いつもは侍女のナツメが部屋まで起こしに来てくれていたけれど、今日は明確な目的があったので、いつもより随分と早起きだ。辺りは静まり返っていて、空気もきりっと澄んでいる。
私は「よし!」と気合いを入れると、部屋のドレスルームではなく、自宅から持ってきたトランクから普段着の簡素なドレスを取り出した。長い髪は赤いリボンでひとまとめにして、身支度もばっちり。
「さあ、今日は朝から動くわよ~」
やる気十分で自室を出た私は、早速食堂近くにある調理場へと向かったのだった。
◇◇◇
目的地へ到着するとルカがいて、朝食の準備を始めようとしているところだった。どうやら彼が調理担当らしい。テーブルの上には、今から料理に使うであろう食材が並べられている。
「おはよう、ルカ」
「ア、アリシア様……?!」
黒のサロンエプロン姿で腕まくりをしたルカは、こんな朝早くに私が調理場へ来たことに驚いているようだった。目をぱちぱちと瞬かせている。
「今から朝食の準備でしょう?」
「ええ、そうですが……。どうされましたか、こんなところへいらっしゃるなんて」
戸惑っているルカを横目に、私は中に足を踏み入れて「朝ご飯を作りに来たの」とテーブルに並ぶ食材を手に取る。
「そんな、アリシア様のお手を煩わせるわけにはいきません……!」
「貴方が毎朝作ってくれる料理も美味しいけれど、実家でも毎日料理していたもの。これくらい朝飯前よ」
「ですが……!」
と、困り顔のルカ。
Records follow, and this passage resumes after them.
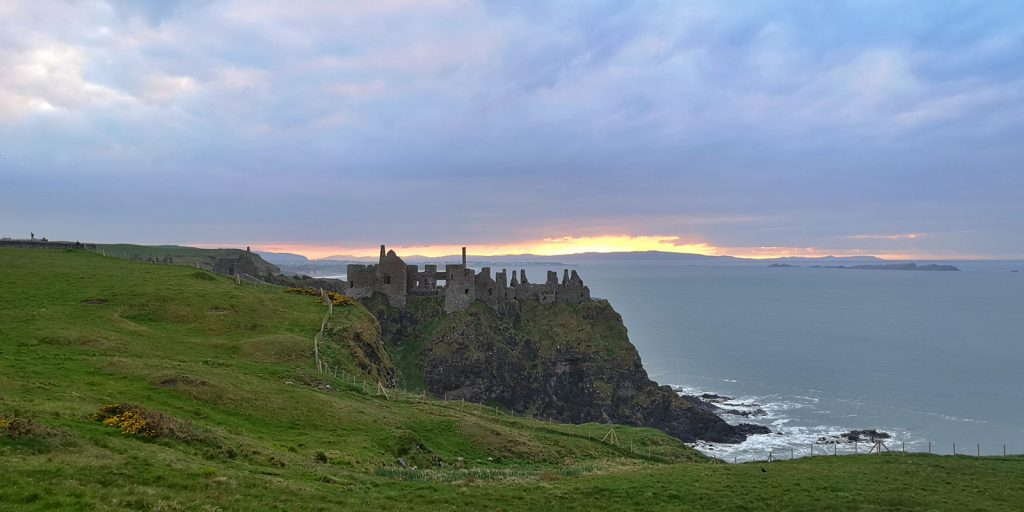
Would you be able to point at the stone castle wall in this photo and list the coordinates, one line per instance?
(462, 285)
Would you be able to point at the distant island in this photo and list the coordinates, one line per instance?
(884, 266)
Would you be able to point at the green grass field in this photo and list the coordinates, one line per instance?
(231, 366)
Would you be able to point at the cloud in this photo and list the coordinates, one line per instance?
(453, 120)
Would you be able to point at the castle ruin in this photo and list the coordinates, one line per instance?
(458, 284)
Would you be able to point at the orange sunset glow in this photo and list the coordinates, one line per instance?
(561, 246)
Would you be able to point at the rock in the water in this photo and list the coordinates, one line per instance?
(571, 363)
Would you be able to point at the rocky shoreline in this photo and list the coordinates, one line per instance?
(568, 363)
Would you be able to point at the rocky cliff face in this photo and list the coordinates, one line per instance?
(570, 363)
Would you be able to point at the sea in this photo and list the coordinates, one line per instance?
(931, 357)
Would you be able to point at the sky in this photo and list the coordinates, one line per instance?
(750, 128)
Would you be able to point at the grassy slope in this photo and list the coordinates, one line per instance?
(182, 255)
(231, 352)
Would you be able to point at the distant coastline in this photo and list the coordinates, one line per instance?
(886, 266)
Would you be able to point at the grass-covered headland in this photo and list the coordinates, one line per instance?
(133, 386)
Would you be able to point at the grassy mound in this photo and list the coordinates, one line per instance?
(223, 377)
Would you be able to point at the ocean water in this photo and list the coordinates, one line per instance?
(927, 356)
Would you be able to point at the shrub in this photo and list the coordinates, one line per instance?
(16, 428)
(133, 420)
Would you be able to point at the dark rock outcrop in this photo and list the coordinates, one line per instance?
(571, 363)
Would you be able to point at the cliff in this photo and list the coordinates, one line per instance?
(566, 361)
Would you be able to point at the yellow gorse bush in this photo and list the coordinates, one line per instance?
(131, 423)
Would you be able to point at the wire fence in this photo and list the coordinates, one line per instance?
(877, 446)
(359, 383)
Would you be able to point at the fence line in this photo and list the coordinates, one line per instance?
(875, 448)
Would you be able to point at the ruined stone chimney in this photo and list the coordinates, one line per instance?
(552, 278)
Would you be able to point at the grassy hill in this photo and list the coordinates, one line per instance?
(223, 377)
(181, 255)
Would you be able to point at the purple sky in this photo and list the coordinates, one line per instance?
(843, 127)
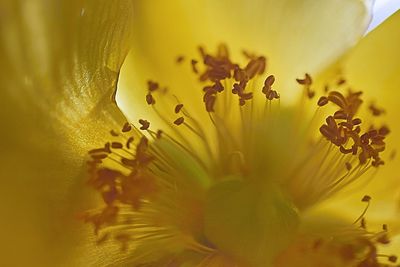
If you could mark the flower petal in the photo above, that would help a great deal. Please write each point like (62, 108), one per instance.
(59, 68)
(373, 67)
(296, 36)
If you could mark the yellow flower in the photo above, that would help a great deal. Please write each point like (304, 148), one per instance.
(223, 184)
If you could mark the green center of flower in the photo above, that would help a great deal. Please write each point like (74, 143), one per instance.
(226, 185)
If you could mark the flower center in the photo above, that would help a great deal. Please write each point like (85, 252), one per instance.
(230, 179)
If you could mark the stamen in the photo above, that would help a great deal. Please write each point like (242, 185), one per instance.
(155, 184)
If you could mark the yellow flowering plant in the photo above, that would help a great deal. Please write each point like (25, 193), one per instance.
(214, 133)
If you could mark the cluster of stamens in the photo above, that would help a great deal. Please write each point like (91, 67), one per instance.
(343, 129)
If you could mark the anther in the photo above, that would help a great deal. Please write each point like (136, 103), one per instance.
(180, 59)
(152, 86)
(126, 128)
(375, 110)
(129, 142)
(341, 81)
(178, 108)
(145, 124)
(114, 133)
(348, 166)
(322, 101)
(179, 121)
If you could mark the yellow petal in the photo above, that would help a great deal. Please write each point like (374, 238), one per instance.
(59, 66)
(296, 36)
(373, 66)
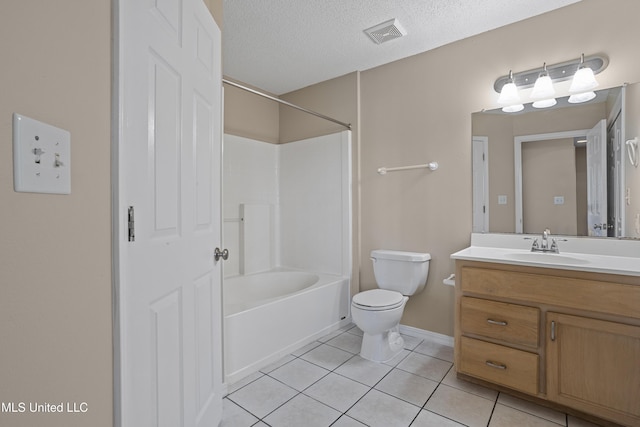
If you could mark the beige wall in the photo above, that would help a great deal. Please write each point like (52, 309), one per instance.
(501, 130)
(549, 170)
(632, 174)
(419, 109)
(55, 250)
(250, 116)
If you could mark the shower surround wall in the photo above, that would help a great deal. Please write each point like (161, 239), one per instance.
(287, 205)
そういう反応をされるだろうな、ということは百も承知だった。けれど、このままぬくぬくと何もかも「してもらうだけ」の生活を送っていては、廃人まっしぐらである。
(ここ数日食べていて思ったけれど、どれも高級そうな食材ばかりで胃もたれしてるのよね……)
私は数ある食材の中からいくつかを手に取って、棚に並ぶ調味料を近くに籠に入れていく。それから隣でオロオロするルカに、にこりと微笑みかけた。
「じゃあ、ルカは私のお手伝いをしてくれる?」
「アリシア様の、ですか……?」
「ええ、まずはそこにある食パンのヘタを切ってくれるかしら」
私が指示を出すと、目を瞬かせながらもルカは「はい!」と言って、いそいそと調理に取り掛かってくれた。
今から作るのは、トマト、レタス、ベーコンのサンドイッチ。シンプルだけど、軽めに食べたい朝には打ってつけのメニュー。ここ数日の高級料理に、そろそろ飽きてきていたところなので、今日は趣向を変えていこうと思う。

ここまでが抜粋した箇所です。